In the conventional thermal fuse, when the fusible alloy melts, it separates naturally and slowly in the direction of the two opposing lead wires due to the pine resin type flux action and surface tension, so the response speed of the alloy is slow and the electric circuit is opened. The ambient temperature may rise further and damage the parts of equipment. On the other hand, in the present invention, the response speed at the time of melting of the alloy is fast, the circuit can be opened quickly by the forced operation of the coil spring at the operating point, and the organic substance such as flux is not used unlike the conventional case, so that the current interruption is prevented. It is possible to maintain stable quality for a long period of time without deterioration or aging of functions, and to obtain a product with high accuracy and reliability. Furthermore, since it does not use pine resin type flux, it has the advantage that it can be used as a high temperature temperature fuse that operates at 100 ° C or higher.

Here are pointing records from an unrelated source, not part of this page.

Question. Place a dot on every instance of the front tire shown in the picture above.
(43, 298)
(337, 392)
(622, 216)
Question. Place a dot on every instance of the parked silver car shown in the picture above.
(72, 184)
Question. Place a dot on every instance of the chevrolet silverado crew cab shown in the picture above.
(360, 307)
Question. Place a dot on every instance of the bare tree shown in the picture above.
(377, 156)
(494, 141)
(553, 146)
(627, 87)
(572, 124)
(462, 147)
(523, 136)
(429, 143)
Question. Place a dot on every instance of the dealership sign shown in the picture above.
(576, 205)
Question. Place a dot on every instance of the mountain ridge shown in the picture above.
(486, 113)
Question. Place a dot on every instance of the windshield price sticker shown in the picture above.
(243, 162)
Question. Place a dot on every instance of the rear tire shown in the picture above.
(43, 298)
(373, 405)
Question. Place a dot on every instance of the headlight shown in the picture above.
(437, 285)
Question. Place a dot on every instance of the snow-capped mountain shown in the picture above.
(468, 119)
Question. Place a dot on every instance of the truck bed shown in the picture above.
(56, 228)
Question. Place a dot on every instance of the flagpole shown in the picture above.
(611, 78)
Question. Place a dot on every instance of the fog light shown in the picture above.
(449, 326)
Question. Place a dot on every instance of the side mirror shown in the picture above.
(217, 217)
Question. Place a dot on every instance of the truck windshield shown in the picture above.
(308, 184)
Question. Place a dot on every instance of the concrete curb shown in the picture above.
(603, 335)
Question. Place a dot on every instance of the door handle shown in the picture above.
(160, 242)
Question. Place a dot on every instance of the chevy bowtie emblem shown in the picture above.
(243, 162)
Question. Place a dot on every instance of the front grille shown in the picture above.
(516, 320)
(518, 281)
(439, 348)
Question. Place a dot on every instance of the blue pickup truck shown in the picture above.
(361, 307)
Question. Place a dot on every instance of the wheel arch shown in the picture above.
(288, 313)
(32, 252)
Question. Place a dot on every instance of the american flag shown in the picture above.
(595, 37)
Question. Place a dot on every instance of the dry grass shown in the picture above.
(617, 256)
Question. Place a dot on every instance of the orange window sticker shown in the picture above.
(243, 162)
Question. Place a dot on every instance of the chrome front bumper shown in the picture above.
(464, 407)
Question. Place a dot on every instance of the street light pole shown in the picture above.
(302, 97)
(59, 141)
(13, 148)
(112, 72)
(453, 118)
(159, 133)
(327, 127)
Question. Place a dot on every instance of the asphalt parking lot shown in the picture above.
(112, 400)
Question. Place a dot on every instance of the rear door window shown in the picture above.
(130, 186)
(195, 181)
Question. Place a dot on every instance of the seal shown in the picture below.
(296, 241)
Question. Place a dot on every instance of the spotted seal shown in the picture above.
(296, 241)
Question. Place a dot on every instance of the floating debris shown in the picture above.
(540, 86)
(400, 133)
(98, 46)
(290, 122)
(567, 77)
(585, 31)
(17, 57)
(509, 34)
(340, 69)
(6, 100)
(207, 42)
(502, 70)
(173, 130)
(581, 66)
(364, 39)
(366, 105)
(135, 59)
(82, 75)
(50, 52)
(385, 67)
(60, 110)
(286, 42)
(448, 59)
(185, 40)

[Brief description of drawings]

FIG. 1 is a sectional view of the first embodiment, FIG. 2 is an operation explanatory view, FIG. 3 is a test comparison diagram of the product of the present invention and a conventional product, and FIG.
5 is a sectional view of the third embodiment, and FIG. 6 is a sectional view of the fourth embodiment. 1, 2 are lead wires, 3 are coil springs, 4 are actuating pieces,
5 is a casing

Claims (2)

[Claims] Claim: What is claimed is: 1. A coil spring is erected between two lead wires facing each other with a predetermined separation distance from each other, and one end of the coil spring is welded or caulked, and the other end is set. It is characterized in that a fusible alloy that melts at a temperature is brazed to be integrated with both lead wires, and a working piece is formed by filling and solidifying a fusible alloy that melts at a set temperature in the expanded coil spring. Thermal fuse. 2. A coil spring is installed so as to extend between two lead wires facing each other with a predetermined separation distance from each other, and both ends of the coil spring are welded or caulked to be integrated with both lead wires. And, after the melted alloy that melts at the set temperature is filled and solidified in the expanded coil spring, the cut part of the operating piece whose central part is cut is brazed with the melted alloy that melts at the set temperature. A thermal fuse characterized by being integrated.